A good man is hard to find: China's 'leftover women' look for love abroad
Well-educated, Chinese singletons in their late-20s or older - branded 'leftover women' by a chauvinistic society - are looking further afield for husbands who aren't turned off by their age or earning power, writes Isobel Yeung
Loretta Xu Liang unzips her pink Juicy Couture jumper and sinks into her sofa.
"Chinese men are terrified of me, both emotionally and financially," she sighs.
It's 10pm and Xu has just returned from work to her immaculate apartment in a central district of Shanghai. She's one of 12 urban, middle-class women I am interviewing for a documentary on "leftover women" (or " "), and I'm starting to notice a trend.
At 31, Xu is confident and attractive, and earns about 35,000 yuan (HK$43,500) a month, more than eight times the national average.
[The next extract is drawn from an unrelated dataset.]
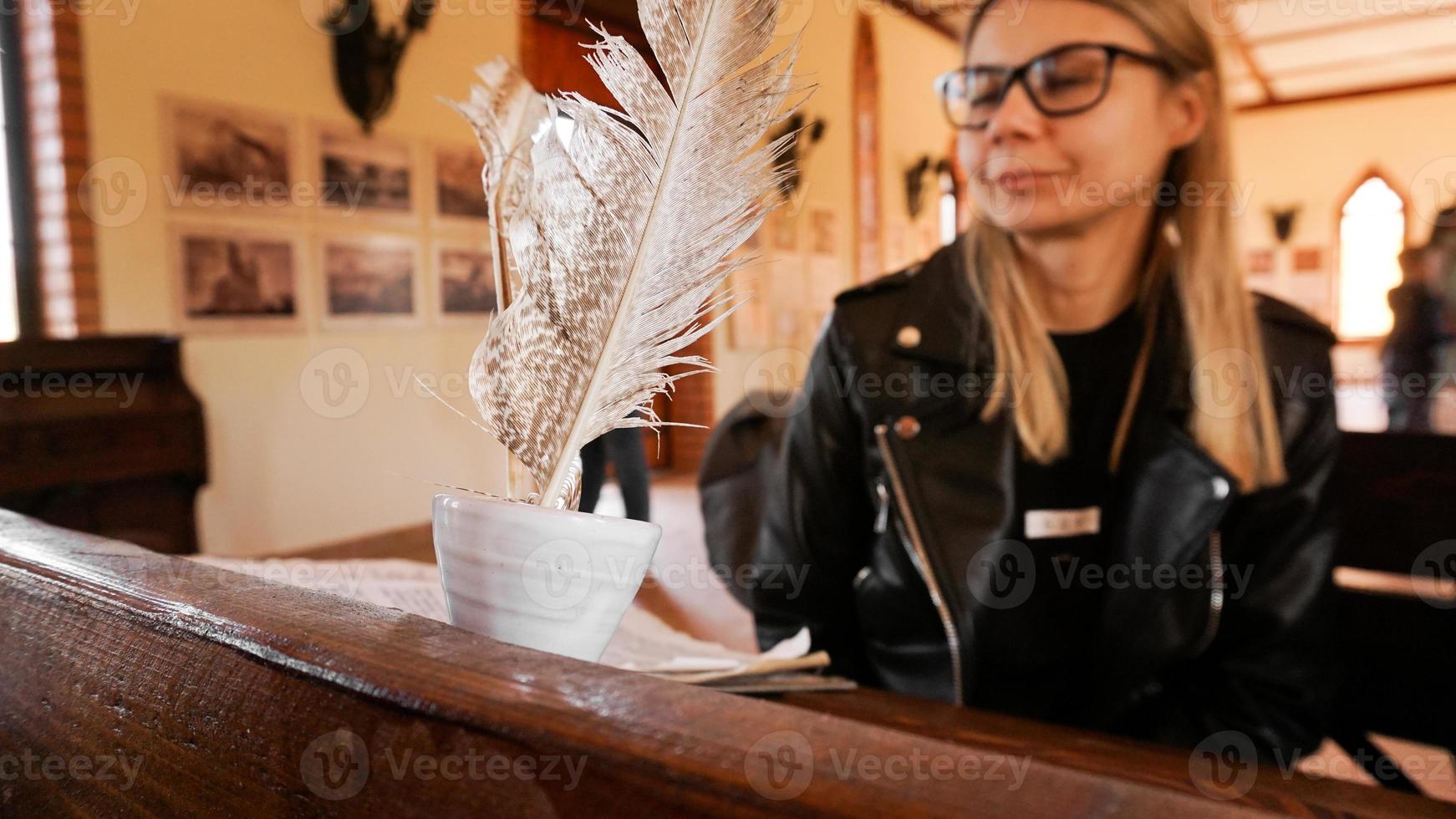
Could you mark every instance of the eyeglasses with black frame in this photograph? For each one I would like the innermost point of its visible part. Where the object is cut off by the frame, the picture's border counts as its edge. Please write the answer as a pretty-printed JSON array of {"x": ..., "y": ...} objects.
[{"x": 1061, "y": 82}]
On the face of it, she represents the essence of a modern Chinese woman; better educated and more accomplished than ever before. But like most single women her age, she's under intense pressure to tie the knot, both from her family and from state media.
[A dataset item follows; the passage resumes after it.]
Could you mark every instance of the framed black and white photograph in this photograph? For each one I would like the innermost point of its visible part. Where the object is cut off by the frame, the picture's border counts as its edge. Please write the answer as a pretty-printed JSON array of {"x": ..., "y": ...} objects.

Parents take it upon themselves to act as matchmakers in the marriage markets and large-scale speed-dating events that are popping up across almost every Chinese city. The newspaper recently published a survey that suggests 89 per cent of young singletons are forced to go on dates during the Lunar New Year holiday, 61 per cent of whom are aged between 25 and 30 years old.
Countless surveys, articles, cartoons and television shows depict excessively fussy women who selfishly turn up their noses at potential suitors. Headlines such as "Nine Bad Habits that Keep Leftover Women from Good Men" and "Eight Categories of Leftover Women, One Glance and Men Will Run Away" continue to pepper reports.